El exteniente del Ejército peruano Telmo Hurtado, principal acusado del proceso judicial que juzga la muerte de 69 campesinos peruanos en 1985, llegó hoy a Lima procedente de Estados Unidos, desde donde fue extraditado.

En un vuelo procedente de Miami, a donde llegó en 2001 buscando refugiarse de la justicia peruana, Hurtado aterrizó hacia las 21.00 hora local (2.00 GMT del viernes) en el aeropuerto de Lima, tras lo que fue trasladado, con grandes medidas de seguridad, a las oficinas de requisitorias de la policía.

"Son 26 años de lucha de los familiares de las víctimas para que esta persona sea juzgada por un tribunal peruano", señaló a Efe la abogada Karim Ninaquispe, responsable de la acusación civil en el juicio por la masacre de Accomarca.

Los hechos de los que se acusa al milita peruano ocurrieron en dicha localidad, situada en la región andina de Ayacucho (cuna de la organización maoísta Sendero Luminoso), el 14 de agosto de 1985, cuando una patrulla militar asesinó a 69 campesinos de la zona, entre ellos ancianos, mujeres y niños.

Los responsables de las muertes, entre ellos Hurtado, jefe de la patrulla, fueron condenados poco después de los hechos por un tribunal militar, pero no por asesinato, sino por los delitos de Abuso de Autoridad y Negligencia.

Como recordó Ninaquispe, durante el juicio, Hurtado "asumió la responsabilidad de lo ocurrido" y justificó la muerte de mujeres y niños bajo las circunstancias de lucha armada que se vivían en la zona.

"Uno no puede confiar de una mujer, un anciano o un niño, en estos momentos que estamos viviendo.

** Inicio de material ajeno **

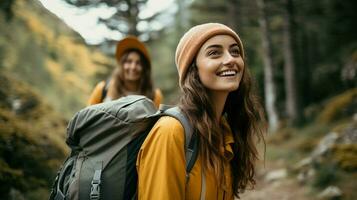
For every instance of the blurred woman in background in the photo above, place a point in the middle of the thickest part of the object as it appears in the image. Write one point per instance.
(131, 76)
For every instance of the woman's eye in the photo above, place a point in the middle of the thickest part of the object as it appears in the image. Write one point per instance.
(235, 52)
(213, 53)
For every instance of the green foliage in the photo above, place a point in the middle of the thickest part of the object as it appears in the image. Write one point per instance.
(346, 156)
(31, 140)
(6, 7)
(325, 176)
(339, 107)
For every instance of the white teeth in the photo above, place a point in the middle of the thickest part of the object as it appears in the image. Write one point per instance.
(227, 73)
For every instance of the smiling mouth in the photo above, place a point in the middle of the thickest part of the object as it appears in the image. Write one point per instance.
(227, 73)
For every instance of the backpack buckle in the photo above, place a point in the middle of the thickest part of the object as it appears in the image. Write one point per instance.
(95, 190)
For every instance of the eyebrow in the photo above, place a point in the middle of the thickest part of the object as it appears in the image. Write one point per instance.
(220, 46)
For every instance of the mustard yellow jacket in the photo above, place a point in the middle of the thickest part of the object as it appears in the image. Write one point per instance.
(96, 96)
(161, 166)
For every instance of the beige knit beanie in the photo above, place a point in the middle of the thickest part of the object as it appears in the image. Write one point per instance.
(191, 42)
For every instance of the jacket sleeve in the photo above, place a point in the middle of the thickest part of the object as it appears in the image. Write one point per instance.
(158, 97)
(161, 162)
(96, 96)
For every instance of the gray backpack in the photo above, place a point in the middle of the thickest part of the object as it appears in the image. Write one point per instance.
(104, 141)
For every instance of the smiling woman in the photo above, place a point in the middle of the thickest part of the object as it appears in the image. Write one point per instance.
(131, 76)
(218, 100)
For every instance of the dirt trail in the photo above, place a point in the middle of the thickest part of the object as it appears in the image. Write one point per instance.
(283, 189)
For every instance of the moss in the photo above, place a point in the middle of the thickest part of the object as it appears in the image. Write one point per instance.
(346, 156)
(339, 106)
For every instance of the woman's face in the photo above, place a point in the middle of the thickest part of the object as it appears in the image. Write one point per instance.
(132, 67)
(220, 65)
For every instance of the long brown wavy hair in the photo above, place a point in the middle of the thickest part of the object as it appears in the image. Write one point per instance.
(146, 83)
(246, 118)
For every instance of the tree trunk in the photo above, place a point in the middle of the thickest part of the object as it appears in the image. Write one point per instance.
(289, 65)
(269, 84)
(183, 15)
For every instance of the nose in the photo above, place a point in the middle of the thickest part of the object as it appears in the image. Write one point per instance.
(228, 59)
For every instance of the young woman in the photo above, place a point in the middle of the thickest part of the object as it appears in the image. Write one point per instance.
(218, 100)
(131, 76)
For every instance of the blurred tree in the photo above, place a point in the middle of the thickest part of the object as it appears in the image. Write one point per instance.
(270, 87)
(291, 91)
(126, 18)
(6, 8)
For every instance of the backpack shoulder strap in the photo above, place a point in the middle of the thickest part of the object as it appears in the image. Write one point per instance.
(191, 140)
(105, 89)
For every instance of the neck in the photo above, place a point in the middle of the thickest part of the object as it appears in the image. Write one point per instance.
(219, 100)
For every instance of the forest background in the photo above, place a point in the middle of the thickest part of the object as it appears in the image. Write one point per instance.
(303, 55)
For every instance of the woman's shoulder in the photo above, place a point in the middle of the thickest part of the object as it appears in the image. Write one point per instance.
(166, 130)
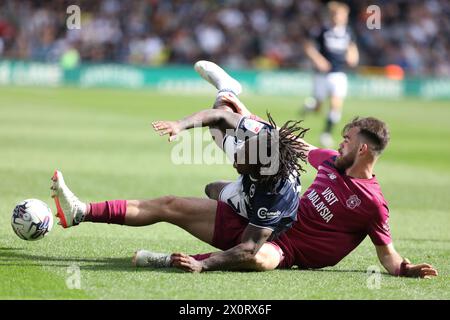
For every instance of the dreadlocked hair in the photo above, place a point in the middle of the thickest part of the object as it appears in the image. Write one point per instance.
(290, 150)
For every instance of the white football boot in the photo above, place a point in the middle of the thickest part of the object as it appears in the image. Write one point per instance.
(218, 77)
(70, 210)
(144, 258)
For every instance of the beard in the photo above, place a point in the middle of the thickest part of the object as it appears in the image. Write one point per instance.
(344, 162)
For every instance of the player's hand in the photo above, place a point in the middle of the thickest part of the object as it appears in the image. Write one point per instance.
(323, 65)
(187, 263)
(423, 270)
(172, 128)
(237, 104)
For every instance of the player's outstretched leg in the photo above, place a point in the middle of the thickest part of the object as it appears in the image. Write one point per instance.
(70, 210)
(144, 258)
(195, 215)
(218, 77)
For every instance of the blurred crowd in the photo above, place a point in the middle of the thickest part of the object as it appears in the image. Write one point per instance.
(233, 33)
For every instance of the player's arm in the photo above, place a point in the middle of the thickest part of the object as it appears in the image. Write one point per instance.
(352, 56)
(240, 257)
(319, 61)
(398, 266)
(206, 118)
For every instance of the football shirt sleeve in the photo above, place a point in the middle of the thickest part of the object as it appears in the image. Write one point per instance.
(317, 156)
(379, 230)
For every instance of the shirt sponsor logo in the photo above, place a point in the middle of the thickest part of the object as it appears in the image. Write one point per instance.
(353, 202)
(263, 214)
(332, 176)
(320, 205)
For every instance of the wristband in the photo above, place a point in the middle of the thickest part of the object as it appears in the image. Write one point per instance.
(404, 267)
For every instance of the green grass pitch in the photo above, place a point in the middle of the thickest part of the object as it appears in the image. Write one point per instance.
(102, 141)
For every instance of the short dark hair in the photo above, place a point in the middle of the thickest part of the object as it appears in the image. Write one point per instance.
(372, 130)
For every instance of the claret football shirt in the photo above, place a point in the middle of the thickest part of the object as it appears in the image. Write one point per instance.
(335, 214)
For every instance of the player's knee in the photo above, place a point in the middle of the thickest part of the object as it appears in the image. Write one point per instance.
(267, 258)
(209, 191)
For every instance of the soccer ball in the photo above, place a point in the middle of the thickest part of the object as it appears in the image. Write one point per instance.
(32, 219)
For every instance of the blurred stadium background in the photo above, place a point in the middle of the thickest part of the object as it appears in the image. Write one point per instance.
(82, 100)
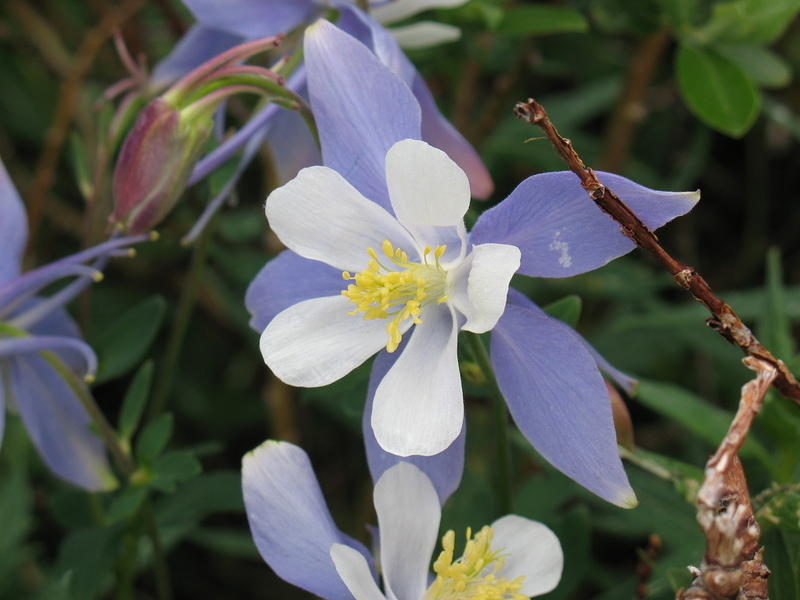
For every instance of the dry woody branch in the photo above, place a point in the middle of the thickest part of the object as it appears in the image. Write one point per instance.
(733, 566)
(723, 319)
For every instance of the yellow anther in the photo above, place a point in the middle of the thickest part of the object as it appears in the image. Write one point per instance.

Ustedes no viven las acciones de guerra que nosotros vivimos acá. Nosotros tenemos que realizar esas cosas por ustedes", afirmó en 1985 el militar a la comisión del Senado que lo entrevistó como parte de su investigación sobre los hechos.

Aunque llegó a cumplir pena de cárcel, la amnistía que el Gobierno de Alberto Fujimori realizó en 1996 le permitió reintegrarse al Ejército, algo que pasó desapercibido hasta que en 1999 la revista Ideele lo descubrió luego de que fuera ascendido al grado de mayor.

Ante el escándalo, Fujimori lo destituyó y cuando en 2001 la Comisión por la Verdad y la Reconciliación (CVR) comenzó a investigar de nuevo el caso de Accomarca huyó, vía Colombia, a Estados Unidos.

Allí fue arrestado en 2007 gracias a una orden de captura internacional, y en 2009 se logró que se aprobara su pedido de extradición, proceso que debido a las continuas apelaciones y habeas corpus no culminó hasta hoy.

Para Ninaquispe, la lentitud con la que se desarrolló el proceso de extradición se debe a la "falta de compromiso del Gobierno peruano", que "ha obstaculizado" el proceso.

La importancia de la presencia de Hurtado en el proceso judicial civil, que arrancó el pasado noviembre, radica, según la abogada, en la información que éste pueda dar durante su interrogatorio no sólo sobre el operativo, sino también sobre quién lo ordenó y quienes encubrieron la masacre.

"Se van a poder establecer las responsabilidades legales a esferas mucho más altas que hasta ahora, que solo atañe a un grupo de personal militar", explicó Ninaquispe.

Del mismo modo, la abogada cree que ver y escuchar a Hurtado será importante para los deudos de las víctimas, los 69 ejecutados más otros tres testigos que desaparecieron posteriormente.

"Creo que es importante que lo vean y también que ellos puedan escuchar lo que Hurtado tenga que decir y lo mínimo es que les pida perdón", afirmó Ninaquispe.